Rich Sutton (approx.): learning and search always outperform hand-crafted solutions given enough compute.

Rodney Brooks (approx.): No, human ingenuity is actually responsible for progress in AI. We can’t just solve problems by throwing more compute at them.

I think both positions are interesting, important and well supported by evidence. But if you read both essays, you’ll see that these positions are also not mutually exclusive, in fact they can be synthesised. But to accept this interpretation you need to take your view one level ‘up’, so to speak.

Rich Sutton isn’t arguing for wasteful learning and search, he’s calling on us to improve it. He is saying we’ll never be able to go back to hand-written StarCraft bots.

The meta lesson is that the most important thing to improve with search and learning — is learning itself.

 

RE: A Better Lesson, by Rodney Brooks

I think a better lesson to be learned is that we have to take into account the total cost of any solution, and that so far they have all required substantial amounts of human ingenuity.

 

RE: The Bitter Lesson, by Rich Sutton

We want AI agents that can discover like we can, not which contain what we have discovered.

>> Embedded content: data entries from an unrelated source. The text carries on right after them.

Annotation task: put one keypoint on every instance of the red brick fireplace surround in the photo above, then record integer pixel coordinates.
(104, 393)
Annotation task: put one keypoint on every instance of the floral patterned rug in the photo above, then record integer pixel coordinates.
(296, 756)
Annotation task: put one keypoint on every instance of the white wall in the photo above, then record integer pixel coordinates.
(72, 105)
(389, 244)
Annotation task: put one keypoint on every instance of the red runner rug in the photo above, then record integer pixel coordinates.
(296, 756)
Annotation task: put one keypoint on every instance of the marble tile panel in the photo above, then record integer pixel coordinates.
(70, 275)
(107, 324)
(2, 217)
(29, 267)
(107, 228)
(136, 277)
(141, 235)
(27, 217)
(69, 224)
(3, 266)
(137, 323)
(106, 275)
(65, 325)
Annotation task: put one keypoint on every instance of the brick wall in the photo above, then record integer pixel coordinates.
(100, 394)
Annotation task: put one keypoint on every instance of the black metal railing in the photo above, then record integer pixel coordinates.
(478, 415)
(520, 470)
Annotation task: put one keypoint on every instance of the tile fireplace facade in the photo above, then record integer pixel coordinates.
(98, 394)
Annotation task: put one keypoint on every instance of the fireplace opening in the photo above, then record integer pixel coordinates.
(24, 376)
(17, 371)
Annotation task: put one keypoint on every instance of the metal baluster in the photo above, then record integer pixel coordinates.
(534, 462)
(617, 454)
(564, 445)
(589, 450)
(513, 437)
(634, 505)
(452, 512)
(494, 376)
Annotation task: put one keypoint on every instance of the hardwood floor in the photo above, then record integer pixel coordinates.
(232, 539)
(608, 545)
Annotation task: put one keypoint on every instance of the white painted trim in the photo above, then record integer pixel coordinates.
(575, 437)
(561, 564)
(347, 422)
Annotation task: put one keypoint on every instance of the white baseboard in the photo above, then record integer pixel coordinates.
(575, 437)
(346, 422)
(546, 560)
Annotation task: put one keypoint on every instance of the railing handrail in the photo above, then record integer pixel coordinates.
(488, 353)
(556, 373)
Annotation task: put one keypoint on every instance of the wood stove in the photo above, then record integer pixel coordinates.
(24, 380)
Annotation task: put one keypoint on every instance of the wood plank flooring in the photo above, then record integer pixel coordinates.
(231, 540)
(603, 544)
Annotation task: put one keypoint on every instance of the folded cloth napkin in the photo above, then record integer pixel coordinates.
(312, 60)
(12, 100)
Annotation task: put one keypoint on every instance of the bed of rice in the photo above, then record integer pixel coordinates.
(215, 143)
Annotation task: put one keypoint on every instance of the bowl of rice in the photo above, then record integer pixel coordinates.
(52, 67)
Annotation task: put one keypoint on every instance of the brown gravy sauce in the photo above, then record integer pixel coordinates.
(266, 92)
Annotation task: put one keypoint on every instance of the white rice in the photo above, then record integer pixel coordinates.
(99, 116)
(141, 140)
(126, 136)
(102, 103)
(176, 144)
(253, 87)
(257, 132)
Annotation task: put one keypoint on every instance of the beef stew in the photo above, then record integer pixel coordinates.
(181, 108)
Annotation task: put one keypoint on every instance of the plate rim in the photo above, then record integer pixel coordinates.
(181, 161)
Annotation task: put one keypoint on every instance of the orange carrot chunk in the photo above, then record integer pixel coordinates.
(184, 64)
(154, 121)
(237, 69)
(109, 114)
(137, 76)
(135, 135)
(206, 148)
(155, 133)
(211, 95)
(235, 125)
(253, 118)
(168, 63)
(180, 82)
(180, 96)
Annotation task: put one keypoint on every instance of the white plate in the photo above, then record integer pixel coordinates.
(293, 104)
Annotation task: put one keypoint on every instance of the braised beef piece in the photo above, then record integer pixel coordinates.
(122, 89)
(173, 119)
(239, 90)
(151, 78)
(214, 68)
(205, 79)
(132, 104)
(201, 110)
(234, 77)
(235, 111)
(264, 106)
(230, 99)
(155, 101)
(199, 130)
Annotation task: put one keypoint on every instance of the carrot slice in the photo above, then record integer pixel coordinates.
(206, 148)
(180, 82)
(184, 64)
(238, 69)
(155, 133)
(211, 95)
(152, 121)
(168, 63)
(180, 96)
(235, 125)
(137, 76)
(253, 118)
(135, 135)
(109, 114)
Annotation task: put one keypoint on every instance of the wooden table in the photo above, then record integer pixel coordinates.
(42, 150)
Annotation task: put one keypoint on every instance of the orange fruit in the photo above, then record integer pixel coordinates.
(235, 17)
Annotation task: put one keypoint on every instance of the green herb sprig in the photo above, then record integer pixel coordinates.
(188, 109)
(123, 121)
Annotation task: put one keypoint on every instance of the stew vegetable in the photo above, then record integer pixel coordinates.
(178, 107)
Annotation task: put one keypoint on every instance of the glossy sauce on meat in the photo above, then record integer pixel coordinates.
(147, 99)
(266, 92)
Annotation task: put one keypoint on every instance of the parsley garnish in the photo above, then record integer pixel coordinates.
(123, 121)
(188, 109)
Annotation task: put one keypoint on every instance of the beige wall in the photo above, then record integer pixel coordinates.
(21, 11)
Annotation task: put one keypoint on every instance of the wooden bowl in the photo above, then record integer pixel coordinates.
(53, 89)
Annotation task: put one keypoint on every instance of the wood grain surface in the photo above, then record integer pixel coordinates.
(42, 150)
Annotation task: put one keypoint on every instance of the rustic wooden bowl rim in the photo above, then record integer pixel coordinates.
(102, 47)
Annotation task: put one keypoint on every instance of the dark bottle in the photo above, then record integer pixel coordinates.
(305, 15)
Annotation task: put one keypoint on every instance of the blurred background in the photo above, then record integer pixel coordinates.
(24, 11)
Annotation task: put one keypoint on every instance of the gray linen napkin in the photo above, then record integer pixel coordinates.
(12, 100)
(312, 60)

Building in our discoveries only makes it harder to see how the discovering process can be done.

Ways to think about machine learning

Source: Ways to think about machine learning, by Benedict Evans

[Thinking about the invention of relational databases] is a good grounding way to think about machine learning today – it’s a step change in what we can do with computers, and that will be part of many different products for many different companies. Eventually, pretty much everything will have ML somewhere inside and no-one will care.

An important parallel here is that though relational databases had economy of scale effects, there were limited network or ‘winner takes all’ effects.

with each wave of automation, we imagine we’re creating something anthropomorphic or something with general intelligence. In the 1920s and 30s we imagined steel men walking around factories holding hammers, and in the 1950s we imagined humanoid robots walking around the kitchen doing the housework. We didn’t get robot servants – we got washing machines.

Washing machines are robots, but they’re not ‘intelligent’. They don’t know what water or clothes are. Moreover, they’re not general purpose even in the narrow domain of washing … Equally, machine learning lets us solve classes of problem that computers could not usefully address before, but each of those problems will require a different implementation, and different data, a different route to market, and often a different company. Each of them is a piece of automation. Each of them is a washing machine.

one of my colleagues suggested that machine learning will be able to do anything you could train a dog to do, which is also a useful way to think about AI bias (What exactly has the dog learnt? What was in the training data? Are you sure? How do you ask?), but also limited because dogs do have general intelligence and common sense, unlike any neural network we know how to build. Andrew Ng has suggested that ML will be able to do anything you could do in less than one second. Talking about ML does tend to be a hunt for metaphors, but I prefer the metaphor that this gives you infinite interns, or, perhaps, infinite ten year olds.

In a sense, this is what automation always does; Excel didn’t give us artificial accountants, Photoshop and Indesign didn’t give us artificial graphic designers and indeed steam engines didn’t give us artificial horses. (In an earlier wave of ‘AI’, chess computers didn’t give us a grumpy middle-aged Russian in a box.) Rather, we automated one discrete task, at massive scale.

AI winter is well on its way – Piekniewski’s blog

Source: AI winter is well on its way, by Filip Piekniewski

OK, so we can now train AlexNet in minutes rather than days, but can we train a 1000x bigger AlexNet in days and get qualitatively better results? Apparently not…

So in fact, this graph which was meant to show how well deep learning scales, indicates the exact opposite. We can’t just scale up AlexNet and get respectively better results – we have to fiddle with specific architectures, and effectively additional compute does not buy much without order of magnitude more data samples, which are in practice only available in simulated game environments.